Le tycoon breton aurait peut-être même déjà enclenché son plan d’action pour réformer la branche cinéma de la chaîne cryptée. Le 17 février, le groupe Canal+ soumettait à l’Autorité de la concurrence un projet d’accord de distribution exclusive avec les chaînes beIN Sports. En jeu : ramener ce vieux concurrent dans le bouquet Canal+, et peut-être, à terme, créer une chaîne unique pour la diffusion du sport.

“Que va-t-il se passer s’ils lancent une chaîne dédiée uniquement au cinéma” Patrick Sobelman, producteur

“Ce que l’on peut craindre, c’est que Canal+ abandonne son modèle généraliste et divise ses offres, avec d’un côté une chaîne sport, de l’autre une chaîne cinéma, note le producteur Patrick Sobelman. Pour l’instant, leurs obligations de financement du cinéma français sont indexées sur leur chiffre d’affaires général. Mais que va-t-il se passer s’ils lancent une chaîne dédiée uniquement au cinéma ? Est-ce qu’ils ne vont pas vouloir renégocier à la baisse les accords ? Les pertes pour l’industrie seraient alors désastreuses…”

La menace est en tout cas assez réelle pour avoir contraint la ministre de la Culture, Audrey Azoulay, à envoyer une mise en garde à Canal+ : dans une interview au Figaro, elle expliquait qu’elle obligerait la chaîne à maintenir ses investissements dans le cinéma, peu importe l’évolution de ses offres.

“Nous n’avons pas l’intention de séparer les offres”

 Mais la machine est déjà lancée, selon un ancien collaborateur du groupe : “Bolloré n’a aucun intérêt à maintenir le modèle généraliste de Canal+. Quand on voit des chaînes comme Netflix ou beIN Sports, qui proposent des abonnements à 10 ou 15 euros, Canal+ ne peut pas résister avec son bouquet à 40 euros par mois. Ils vont forcément aller vers une explosion des offres. Et vous imaginez bien que lorsqu’il aura lancé sa chaîne dédiée aux films, qui n’aura que quelques centaines de milliers d’abonnés, Bolloré dira : stop, j’arrête de mettre autant de cash dans le cinéma français.”

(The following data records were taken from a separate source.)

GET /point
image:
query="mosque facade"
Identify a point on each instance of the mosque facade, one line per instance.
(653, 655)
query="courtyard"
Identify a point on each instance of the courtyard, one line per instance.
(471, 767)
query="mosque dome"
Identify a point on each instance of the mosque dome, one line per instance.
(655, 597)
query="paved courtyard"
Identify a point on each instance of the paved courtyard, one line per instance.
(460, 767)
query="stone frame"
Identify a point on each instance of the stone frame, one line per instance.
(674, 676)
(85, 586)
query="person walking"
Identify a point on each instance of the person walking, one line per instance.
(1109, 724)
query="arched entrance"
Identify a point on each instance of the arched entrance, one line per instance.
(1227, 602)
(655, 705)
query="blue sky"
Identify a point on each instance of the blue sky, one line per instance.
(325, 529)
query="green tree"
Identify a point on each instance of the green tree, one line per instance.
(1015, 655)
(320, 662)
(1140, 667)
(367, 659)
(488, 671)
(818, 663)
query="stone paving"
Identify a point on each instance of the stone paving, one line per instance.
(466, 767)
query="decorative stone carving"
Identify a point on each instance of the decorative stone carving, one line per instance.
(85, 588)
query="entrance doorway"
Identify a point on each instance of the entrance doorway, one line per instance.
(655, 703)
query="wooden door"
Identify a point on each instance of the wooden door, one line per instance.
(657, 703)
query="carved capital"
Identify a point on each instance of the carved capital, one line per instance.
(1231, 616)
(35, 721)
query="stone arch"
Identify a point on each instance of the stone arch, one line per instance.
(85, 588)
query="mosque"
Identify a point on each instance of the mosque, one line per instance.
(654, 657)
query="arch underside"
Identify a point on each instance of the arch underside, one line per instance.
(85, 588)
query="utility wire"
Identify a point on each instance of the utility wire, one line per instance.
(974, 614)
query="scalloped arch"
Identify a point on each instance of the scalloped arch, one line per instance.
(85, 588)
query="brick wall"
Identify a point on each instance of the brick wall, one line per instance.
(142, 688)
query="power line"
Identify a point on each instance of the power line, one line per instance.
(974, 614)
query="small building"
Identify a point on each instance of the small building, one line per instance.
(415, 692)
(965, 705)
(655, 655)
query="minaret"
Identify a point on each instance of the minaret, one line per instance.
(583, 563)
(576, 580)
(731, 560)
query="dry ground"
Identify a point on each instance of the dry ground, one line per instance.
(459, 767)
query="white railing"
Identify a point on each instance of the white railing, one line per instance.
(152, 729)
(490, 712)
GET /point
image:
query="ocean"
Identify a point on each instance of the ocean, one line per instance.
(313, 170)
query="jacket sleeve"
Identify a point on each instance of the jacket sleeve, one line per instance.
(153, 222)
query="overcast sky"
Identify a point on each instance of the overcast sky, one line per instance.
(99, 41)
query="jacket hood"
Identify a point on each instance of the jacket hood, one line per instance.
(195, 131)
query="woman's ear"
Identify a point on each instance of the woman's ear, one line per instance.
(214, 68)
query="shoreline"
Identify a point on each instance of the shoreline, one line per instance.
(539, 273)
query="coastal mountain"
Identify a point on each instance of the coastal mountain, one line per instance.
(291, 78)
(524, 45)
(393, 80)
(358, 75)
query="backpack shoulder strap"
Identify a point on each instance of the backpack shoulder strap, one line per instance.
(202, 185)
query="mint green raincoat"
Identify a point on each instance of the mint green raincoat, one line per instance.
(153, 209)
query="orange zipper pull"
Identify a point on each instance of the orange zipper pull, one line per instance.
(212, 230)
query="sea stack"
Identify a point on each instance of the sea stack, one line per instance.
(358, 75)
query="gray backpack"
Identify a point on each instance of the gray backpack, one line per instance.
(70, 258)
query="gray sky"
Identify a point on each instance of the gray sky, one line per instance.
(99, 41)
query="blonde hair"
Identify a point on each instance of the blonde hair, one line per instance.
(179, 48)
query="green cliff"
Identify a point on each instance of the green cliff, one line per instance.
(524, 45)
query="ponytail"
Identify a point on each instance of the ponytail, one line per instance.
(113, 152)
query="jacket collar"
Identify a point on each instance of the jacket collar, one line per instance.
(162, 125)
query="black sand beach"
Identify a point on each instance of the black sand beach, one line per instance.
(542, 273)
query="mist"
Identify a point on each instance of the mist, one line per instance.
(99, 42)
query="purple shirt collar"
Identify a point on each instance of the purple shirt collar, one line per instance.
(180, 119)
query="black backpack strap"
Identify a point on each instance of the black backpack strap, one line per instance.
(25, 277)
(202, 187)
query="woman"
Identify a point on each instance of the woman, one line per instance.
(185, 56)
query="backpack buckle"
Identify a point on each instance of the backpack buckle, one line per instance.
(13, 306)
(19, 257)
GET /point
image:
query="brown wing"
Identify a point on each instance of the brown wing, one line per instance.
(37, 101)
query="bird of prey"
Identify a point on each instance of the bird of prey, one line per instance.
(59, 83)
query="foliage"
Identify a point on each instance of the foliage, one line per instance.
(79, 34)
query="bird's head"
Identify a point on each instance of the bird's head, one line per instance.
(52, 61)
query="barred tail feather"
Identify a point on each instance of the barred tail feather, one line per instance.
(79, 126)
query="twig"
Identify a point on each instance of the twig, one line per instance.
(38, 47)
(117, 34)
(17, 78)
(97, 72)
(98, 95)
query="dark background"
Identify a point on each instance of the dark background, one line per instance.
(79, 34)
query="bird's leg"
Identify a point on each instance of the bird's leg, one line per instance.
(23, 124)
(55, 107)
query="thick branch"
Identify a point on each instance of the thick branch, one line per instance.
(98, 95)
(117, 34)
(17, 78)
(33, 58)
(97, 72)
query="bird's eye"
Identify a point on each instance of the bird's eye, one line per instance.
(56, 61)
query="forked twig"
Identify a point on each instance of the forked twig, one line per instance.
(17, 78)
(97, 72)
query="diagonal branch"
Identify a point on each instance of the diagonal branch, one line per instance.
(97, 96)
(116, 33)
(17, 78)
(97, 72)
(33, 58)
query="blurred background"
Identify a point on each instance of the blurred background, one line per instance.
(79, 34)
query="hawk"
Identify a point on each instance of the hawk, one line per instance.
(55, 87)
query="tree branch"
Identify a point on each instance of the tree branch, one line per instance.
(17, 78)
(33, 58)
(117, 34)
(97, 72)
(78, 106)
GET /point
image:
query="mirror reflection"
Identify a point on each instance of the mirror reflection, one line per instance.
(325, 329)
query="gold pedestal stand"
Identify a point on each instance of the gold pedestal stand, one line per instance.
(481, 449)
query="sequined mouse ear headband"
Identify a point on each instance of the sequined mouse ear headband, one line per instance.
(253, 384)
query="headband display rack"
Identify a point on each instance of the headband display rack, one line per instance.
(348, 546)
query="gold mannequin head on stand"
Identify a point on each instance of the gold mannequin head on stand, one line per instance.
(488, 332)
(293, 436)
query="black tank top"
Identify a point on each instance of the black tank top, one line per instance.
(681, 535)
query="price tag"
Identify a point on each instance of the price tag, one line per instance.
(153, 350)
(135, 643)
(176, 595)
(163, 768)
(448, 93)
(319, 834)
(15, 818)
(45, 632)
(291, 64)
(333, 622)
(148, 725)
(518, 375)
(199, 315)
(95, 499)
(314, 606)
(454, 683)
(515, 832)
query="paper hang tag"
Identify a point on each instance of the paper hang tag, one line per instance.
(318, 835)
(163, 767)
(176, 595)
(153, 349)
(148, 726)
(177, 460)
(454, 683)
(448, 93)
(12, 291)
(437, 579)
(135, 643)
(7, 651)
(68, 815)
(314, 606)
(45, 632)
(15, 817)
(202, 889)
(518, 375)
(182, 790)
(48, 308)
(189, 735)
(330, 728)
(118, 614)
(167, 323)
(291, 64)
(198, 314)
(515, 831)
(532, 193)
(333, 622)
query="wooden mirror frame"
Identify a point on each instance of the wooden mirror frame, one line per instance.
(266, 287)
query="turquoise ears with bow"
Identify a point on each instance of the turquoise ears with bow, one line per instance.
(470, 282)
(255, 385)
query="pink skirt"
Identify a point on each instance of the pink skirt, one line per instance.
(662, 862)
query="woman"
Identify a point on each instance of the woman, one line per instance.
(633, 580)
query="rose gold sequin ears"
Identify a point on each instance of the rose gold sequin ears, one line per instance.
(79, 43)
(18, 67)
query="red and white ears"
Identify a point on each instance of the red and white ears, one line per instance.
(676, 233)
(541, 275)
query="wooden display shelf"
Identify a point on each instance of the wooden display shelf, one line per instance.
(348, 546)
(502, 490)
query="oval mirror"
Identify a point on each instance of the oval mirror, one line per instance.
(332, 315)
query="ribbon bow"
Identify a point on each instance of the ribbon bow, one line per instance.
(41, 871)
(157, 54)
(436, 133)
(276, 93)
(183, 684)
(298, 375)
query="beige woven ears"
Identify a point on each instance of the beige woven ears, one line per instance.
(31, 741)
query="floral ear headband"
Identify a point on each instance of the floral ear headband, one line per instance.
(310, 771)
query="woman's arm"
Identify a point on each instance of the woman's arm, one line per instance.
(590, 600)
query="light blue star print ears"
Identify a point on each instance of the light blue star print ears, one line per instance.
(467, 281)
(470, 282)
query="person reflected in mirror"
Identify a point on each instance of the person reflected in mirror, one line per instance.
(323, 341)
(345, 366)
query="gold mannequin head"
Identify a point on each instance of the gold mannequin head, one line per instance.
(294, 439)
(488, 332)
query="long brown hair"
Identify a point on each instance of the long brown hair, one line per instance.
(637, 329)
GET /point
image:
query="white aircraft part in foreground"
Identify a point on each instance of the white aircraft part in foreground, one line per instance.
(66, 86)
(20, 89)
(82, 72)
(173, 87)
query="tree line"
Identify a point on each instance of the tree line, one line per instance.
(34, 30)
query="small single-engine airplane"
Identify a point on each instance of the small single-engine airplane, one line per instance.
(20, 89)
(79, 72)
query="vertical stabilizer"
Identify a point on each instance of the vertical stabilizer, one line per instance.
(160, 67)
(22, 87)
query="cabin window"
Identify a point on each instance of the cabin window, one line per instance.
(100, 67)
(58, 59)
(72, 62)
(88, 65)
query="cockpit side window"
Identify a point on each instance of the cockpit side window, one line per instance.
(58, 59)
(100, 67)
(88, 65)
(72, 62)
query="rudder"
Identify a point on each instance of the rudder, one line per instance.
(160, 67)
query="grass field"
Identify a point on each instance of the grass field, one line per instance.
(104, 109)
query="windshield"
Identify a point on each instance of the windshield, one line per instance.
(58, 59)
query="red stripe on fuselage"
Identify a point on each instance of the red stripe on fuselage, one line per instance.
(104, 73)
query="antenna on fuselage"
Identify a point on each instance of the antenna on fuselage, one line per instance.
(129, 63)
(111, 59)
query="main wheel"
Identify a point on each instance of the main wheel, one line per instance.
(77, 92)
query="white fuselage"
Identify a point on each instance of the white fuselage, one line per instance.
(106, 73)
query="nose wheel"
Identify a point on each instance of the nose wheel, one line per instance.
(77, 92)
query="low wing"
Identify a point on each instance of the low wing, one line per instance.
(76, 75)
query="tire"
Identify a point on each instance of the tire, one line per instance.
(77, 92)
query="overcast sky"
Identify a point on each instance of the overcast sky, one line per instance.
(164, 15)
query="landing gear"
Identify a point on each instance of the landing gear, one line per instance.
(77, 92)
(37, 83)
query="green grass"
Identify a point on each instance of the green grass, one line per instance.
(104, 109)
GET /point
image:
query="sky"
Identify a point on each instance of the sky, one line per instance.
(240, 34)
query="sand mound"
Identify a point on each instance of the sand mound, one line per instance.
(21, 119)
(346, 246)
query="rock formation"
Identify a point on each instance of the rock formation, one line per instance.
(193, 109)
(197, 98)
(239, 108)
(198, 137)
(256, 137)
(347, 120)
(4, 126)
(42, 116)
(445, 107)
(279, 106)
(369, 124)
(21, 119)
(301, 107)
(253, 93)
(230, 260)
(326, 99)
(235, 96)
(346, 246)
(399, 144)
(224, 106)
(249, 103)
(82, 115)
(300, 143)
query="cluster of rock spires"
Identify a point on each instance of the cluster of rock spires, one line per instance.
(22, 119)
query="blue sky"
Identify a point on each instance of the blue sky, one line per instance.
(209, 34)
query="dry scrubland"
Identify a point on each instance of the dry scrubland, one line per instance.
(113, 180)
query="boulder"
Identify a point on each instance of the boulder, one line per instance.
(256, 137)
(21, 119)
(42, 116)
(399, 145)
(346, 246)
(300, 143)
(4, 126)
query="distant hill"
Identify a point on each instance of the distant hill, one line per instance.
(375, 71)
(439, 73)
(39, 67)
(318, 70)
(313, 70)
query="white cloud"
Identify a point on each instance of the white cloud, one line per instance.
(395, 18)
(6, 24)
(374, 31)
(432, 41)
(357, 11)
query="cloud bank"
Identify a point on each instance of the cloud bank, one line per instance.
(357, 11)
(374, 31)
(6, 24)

Après plusieurs sollicitations, le directeur général du groupe Canal+, Maxime Saada, a accepté de répondre à nos questions sur ces rumeurs. Le ton est catégorique : “Jamais la chaîne ne déviera de son modèle généraliste, qui fait sa force. Nous n’avons pas l’intention de séparer les offres, ni de contester nos obligations vis-à-vis du cinéma.”

Le 29 mars, lors de sa rencontre avec les membres du secteur, Vincent Bolloré avait tenu le même discours, à une nuance près : “Il a répété qu’il ne toucherait pas au modèle actuel, se souvient Florence Gastaud. Et puis, à la fin, il a dit : ‘Mais vous savez, je ne suis pas seul décisionnaire. Si les fonds d’investissement décident qu’il faut changer, alors…” Alors l’économie du cinéma français sera définitivement menacée.